While pictures do have impact, they do so as part of a larger social system.
A photograph is shot, cropped, edited. It is selected, and placed next to other photographs, to text.
It is published.
We might, observing the results, say "the photographed intended to smear so-and-so" or whatever. but in reality there is the photographer, the photo-editor, the publisher all in play. If, collectively, they are truly taking a position, as often as not they are simply reflected a position that already exists. Perhaps they are amplifying it. Perhaps not.
We see pictures, we read text, we talk to people. We form opinions and develop ideas. Pictures and words simultaneously shape and reflect those ideas, in a fractally complicated system of feedback.
My favorite touchstone here is Nick Ut's picture of "Napalm Girl"
This is often thought of as a turning point in the Vietnam conflict, but it is not. It was shot very late in the conflict, the drawdown of US troops was well underway. That the US was bugging out was well established at this point.

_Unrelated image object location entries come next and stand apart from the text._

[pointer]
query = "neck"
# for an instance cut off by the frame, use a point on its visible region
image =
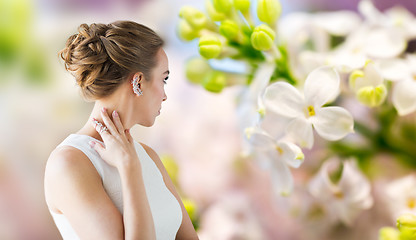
(88, 128)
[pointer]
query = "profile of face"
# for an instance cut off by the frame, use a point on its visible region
(150, 103)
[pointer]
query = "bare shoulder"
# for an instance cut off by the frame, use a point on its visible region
(67, 160)
(154, 156)
(152, 153)
(67, 167)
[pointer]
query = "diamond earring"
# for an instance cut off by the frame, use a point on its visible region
(136, 86)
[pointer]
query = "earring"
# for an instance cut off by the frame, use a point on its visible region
(136, 86)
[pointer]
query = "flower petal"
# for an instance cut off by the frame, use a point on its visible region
(300, 130)
(291, 154)
(321, 86)
(283, 99)
(404, 96)
(372, 76)
(274, 124)
(333, 123)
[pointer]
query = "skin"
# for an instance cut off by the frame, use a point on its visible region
(73, 186)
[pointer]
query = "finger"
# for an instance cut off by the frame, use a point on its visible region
(117, 122)
(97, 147)
(128, 135)
(100, 128)
(108, 122)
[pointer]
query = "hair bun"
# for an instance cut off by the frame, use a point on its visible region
(84, 54)
(102, 56)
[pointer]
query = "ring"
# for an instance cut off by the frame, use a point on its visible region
(101, 127)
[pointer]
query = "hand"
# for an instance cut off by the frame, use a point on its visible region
(119, 150)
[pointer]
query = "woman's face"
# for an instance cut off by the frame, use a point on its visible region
(154, 90)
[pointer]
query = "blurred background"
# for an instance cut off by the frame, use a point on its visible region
(228, 196)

The photograph was selected and published not as some sort of "game changer" but as a reflection and amplification of the already existing zeitgeist. The picture is not "we should get outta there!" but "we were right, leaving is the right thing to do."
So, if there truly IS a pattern to the way Trump is photographed, the reasons for that pattern are probably pretty complex. Part of it surely is related to nothing more than the different style of access each president grants the press, holding them at arm's length in this context, excluding them from that, and embracing them in another.
Part of it is surely personal style. Trump seems to rarely smile, for example, while Obama smiled a lot. I think. This, again, COULD be a reflection of slanted media, but could also reasonably be simply a difference in the mannerisms of the two men.
And then, of course, there are the biases possessed by the staff who deliver these pictures to us, AND the biases of the population they are striving to reflect, as noted above.
And finally, we have weirdos like Michael Shaw cherry picking pictures and then writing his own bizarro interpretations of them, unsure even himself (or at least unclear) as to whether these represent some reality or Trump's mental state and political position, or whether the pictures illustrate some coherent political statement by the media team, or are merely accidents.
ETA: Worth noting, most of the cited tweeted pictures are in fact @readingThePix product. This Michael Shaw literally quoting himself as evidence. He does disclose this in fine print at the beginning, but the method is profoundly disingenuous. He should just include the picture inline and repeat the "analysis" rather than treating himself as a source of quotation.